Nurhak dağlarında ölümsüzlüğe uğurladığımız bu üç yiğit devrimci sayısız anti-emperyalist eylemliliğin, öğrenci direnişinin, toprak işgallerinin gerçekleşmesinde rol oynadılar. Sinan Cemgil, THKO’nun kuruluşunda büyük emekler harcayan devrimcilerden sadece biriydi. Sinanlar devrim mücadelesinin ateşi içerisinde pişmiş ve kararlarını devrim mücadelesinden yana almışlardı. İşte bu kararlılık ve cüret devrim mücadelesinin önemli mevzilerinden ODTÜ’de yükseltilen mücadelede de kendini var etmişti. Vietnam Kasabı Kommer’ın arabasının yakanların içinde ise bizzat yer alıyordu Sinan Cemgil.

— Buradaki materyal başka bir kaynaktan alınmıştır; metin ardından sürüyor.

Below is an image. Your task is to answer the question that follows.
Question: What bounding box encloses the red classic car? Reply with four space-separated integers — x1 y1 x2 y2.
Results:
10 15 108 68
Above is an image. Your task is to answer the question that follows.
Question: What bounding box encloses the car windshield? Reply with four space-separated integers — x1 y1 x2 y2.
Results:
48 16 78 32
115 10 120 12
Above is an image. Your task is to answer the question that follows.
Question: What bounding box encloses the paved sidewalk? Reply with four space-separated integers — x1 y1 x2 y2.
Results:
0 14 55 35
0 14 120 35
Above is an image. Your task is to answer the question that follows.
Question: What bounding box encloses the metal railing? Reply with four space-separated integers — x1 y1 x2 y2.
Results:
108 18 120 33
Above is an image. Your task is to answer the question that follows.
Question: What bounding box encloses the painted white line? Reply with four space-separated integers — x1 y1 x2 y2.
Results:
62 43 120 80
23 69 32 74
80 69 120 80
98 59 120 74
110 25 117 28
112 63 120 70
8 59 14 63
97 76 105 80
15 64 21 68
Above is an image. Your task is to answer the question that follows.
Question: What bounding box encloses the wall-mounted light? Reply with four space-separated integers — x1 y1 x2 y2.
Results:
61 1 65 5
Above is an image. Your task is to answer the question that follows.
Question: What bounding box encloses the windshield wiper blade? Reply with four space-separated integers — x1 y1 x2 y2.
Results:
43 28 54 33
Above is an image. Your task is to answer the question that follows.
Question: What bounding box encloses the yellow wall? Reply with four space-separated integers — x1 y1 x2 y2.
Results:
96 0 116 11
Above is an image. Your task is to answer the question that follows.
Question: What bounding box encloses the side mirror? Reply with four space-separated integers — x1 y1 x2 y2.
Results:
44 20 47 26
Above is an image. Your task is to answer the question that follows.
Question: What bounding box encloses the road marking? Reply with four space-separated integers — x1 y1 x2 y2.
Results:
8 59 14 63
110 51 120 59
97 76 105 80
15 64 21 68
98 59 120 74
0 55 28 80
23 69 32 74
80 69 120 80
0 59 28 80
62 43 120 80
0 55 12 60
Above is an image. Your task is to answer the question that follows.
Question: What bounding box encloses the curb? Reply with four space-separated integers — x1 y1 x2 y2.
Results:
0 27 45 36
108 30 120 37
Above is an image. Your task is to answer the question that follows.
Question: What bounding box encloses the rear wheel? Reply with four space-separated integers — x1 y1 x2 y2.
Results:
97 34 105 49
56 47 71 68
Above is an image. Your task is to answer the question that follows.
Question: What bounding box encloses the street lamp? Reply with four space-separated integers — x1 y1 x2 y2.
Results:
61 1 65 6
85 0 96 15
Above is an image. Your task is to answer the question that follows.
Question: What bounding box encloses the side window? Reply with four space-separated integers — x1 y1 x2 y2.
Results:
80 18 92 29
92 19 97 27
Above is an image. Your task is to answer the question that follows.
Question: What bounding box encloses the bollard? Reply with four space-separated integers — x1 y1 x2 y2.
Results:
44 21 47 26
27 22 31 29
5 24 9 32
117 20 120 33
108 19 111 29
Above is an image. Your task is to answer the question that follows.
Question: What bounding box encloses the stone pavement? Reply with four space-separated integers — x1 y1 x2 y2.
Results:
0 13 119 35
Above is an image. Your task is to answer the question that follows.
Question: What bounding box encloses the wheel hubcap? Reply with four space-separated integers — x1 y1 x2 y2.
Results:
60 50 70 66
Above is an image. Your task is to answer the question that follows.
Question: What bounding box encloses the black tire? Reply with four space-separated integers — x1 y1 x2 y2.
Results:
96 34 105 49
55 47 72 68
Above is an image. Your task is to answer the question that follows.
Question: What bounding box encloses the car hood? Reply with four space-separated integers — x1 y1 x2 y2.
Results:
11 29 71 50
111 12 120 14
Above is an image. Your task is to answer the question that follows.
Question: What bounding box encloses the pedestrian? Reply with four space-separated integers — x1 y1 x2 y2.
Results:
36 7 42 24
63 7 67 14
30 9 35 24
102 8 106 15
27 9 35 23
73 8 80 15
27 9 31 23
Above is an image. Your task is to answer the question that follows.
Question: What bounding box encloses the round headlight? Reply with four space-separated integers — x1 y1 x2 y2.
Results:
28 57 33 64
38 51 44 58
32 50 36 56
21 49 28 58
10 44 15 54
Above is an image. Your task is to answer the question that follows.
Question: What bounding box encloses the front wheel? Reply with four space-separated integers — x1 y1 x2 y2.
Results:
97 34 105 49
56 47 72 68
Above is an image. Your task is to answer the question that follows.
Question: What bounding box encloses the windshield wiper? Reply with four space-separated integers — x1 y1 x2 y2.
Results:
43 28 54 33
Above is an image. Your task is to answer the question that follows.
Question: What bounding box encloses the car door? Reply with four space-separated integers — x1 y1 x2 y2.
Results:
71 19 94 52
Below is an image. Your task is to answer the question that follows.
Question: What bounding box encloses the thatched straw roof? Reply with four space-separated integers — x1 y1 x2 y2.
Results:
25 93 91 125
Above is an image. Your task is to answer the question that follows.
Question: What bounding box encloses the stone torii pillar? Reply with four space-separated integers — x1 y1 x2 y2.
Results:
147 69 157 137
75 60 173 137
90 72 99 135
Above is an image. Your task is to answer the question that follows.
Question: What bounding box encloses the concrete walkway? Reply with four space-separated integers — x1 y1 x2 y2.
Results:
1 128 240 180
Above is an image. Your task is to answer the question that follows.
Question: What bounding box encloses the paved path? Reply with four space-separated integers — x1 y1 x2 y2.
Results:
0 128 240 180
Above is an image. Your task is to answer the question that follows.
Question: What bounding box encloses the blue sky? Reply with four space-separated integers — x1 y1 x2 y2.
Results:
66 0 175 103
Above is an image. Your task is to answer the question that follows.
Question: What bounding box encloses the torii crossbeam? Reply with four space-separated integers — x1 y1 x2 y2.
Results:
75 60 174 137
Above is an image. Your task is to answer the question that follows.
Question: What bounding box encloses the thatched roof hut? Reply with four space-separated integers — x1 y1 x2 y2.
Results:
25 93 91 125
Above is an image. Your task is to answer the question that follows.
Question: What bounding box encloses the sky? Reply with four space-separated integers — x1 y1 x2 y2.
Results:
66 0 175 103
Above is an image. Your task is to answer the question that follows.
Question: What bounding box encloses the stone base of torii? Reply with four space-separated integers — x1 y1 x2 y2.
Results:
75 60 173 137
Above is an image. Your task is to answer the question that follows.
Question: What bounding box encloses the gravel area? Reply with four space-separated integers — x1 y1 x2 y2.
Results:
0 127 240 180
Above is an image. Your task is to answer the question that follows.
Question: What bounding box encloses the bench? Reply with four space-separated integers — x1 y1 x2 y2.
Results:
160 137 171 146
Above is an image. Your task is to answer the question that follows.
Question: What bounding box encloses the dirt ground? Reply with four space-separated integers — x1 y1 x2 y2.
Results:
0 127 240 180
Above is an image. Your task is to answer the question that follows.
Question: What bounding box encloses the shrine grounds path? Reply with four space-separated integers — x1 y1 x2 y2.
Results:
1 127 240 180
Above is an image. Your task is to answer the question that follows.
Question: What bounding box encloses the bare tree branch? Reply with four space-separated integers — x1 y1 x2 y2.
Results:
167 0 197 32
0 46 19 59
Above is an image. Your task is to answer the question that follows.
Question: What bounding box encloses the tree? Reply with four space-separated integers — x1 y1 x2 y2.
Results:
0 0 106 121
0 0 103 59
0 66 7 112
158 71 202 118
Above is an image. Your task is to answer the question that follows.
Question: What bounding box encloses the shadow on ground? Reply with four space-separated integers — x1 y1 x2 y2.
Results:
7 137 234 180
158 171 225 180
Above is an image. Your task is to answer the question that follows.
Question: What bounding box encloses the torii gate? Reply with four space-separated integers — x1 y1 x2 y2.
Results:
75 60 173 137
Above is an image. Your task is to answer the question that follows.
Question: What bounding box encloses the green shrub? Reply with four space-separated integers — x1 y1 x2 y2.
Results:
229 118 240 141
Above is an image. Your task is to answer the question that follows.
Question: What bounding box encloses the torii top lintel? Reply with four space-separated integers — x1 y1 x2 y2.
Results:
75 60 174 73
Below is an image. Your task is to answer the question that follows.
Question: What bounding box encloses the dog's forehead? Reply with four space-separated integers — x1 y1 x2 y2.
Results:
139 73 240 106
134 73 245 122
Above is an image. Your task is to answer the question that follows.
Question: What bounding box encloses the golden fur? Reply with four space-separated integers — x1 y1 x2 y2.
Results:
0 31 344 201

‘71 Mart’ındaki askeri-faşist darbe ile devrim mücadelesi engellenmeye çalışılsa da gelişen devrim mücadelesi engellenemedi.

Mücadele kent meydanlarından kırlara ve köylere kadar farklı birçok alana taşındı. Sürek avlarının başladığı yıllarda ise Ankara’da THKO saflarında mücadele veren Sinan Cemgil ve yoldaşları çalışmalarını gerilla birlikleriyle dağlarda sürdürdü. Darbenin ardından mücadeleyi kırsal alana taşıyan THKO militanları emperyalistlerin savaş ve saldırganlık aygıtı NATO’nun Malatya Kürecik’te bulunan radar üssüne yönelik eylem kararı aldı. Eylem kararının ardından Sinan Cemgil komutasındaki gerilla birlikleri yola çıktı. Sinanlar’ın eylem hazırlıkları sürerken Adıyaman’ın İnekli Köyü’nün muhtarının ihbarı üzerine Sinan Cemgil komutasındaki gerilla birliğinin etrafı sarıldı ve çatışma çıktı. Sinanlar son kurşunlarına kadar savaşarak devrim ve sosyalizmin onuruna sahip çıktı. Sermaye devletinin saldırılarında Sinan Cemgil, Kadir Manga ve Alpaslan Özdoğan ölümsüzler kervanına katıldı.  

***

Denizler, Mahirler, İbrahimler ve Sinanlar, 52 yıl önce bu topraklarda ‘71 devrimci çıkışını yaratarak bizlere yürünecek yolu gösterdi. Onların gösterdiği yoldan yürümek ve onların yükselttiği “Düzene karşı devrim!” çağrısını işçilere, emekçilere ve gençlere taşımak bugün ayrı bir öneme sahiptir. 14 Mayıs seçim sonuçlarının da gösterdiği temel gerçeklerden biri de emeğin kurtuluşunun, milyonlarca emekçinin ve gencin geleceğinin ve özgürlüğünün, devrim ve sosyalizm mücadelesini yükseltmekten geçtiğini göstermesidir. Bu tablo bir kez daha göstermiştir ki kılavuzumuz düzeni cepheden reddeden Denizler, Mahirler, İbrahimler ve Sinanlar’dır.

Zaman, 52 yıl önce Nurhak dağlarında ölümsüzlüğe uğurladığımız Sinanların, darağacına korkusuzca yürüyen Denizlerin, Kızıldere’yi direniş destanı çevirenen Mahirlerin, Diyarbakır zindanında ser verip, sır vermeyen İbrahimler’in cüretini, ısrarını ve silahını kuşanmanın, devrim ve sosyalizm mücadelesini yükseltmenin zamanıdır.

Katledilişlerinin 52. yılında Nurhak’ta yitirdiklerimizin devrimci anısı önünde saygıyla eğiliyor ve katliamcı sermaye devletinden mutlaka hesap soracağımızı bir kez daha ifade ediyoruz.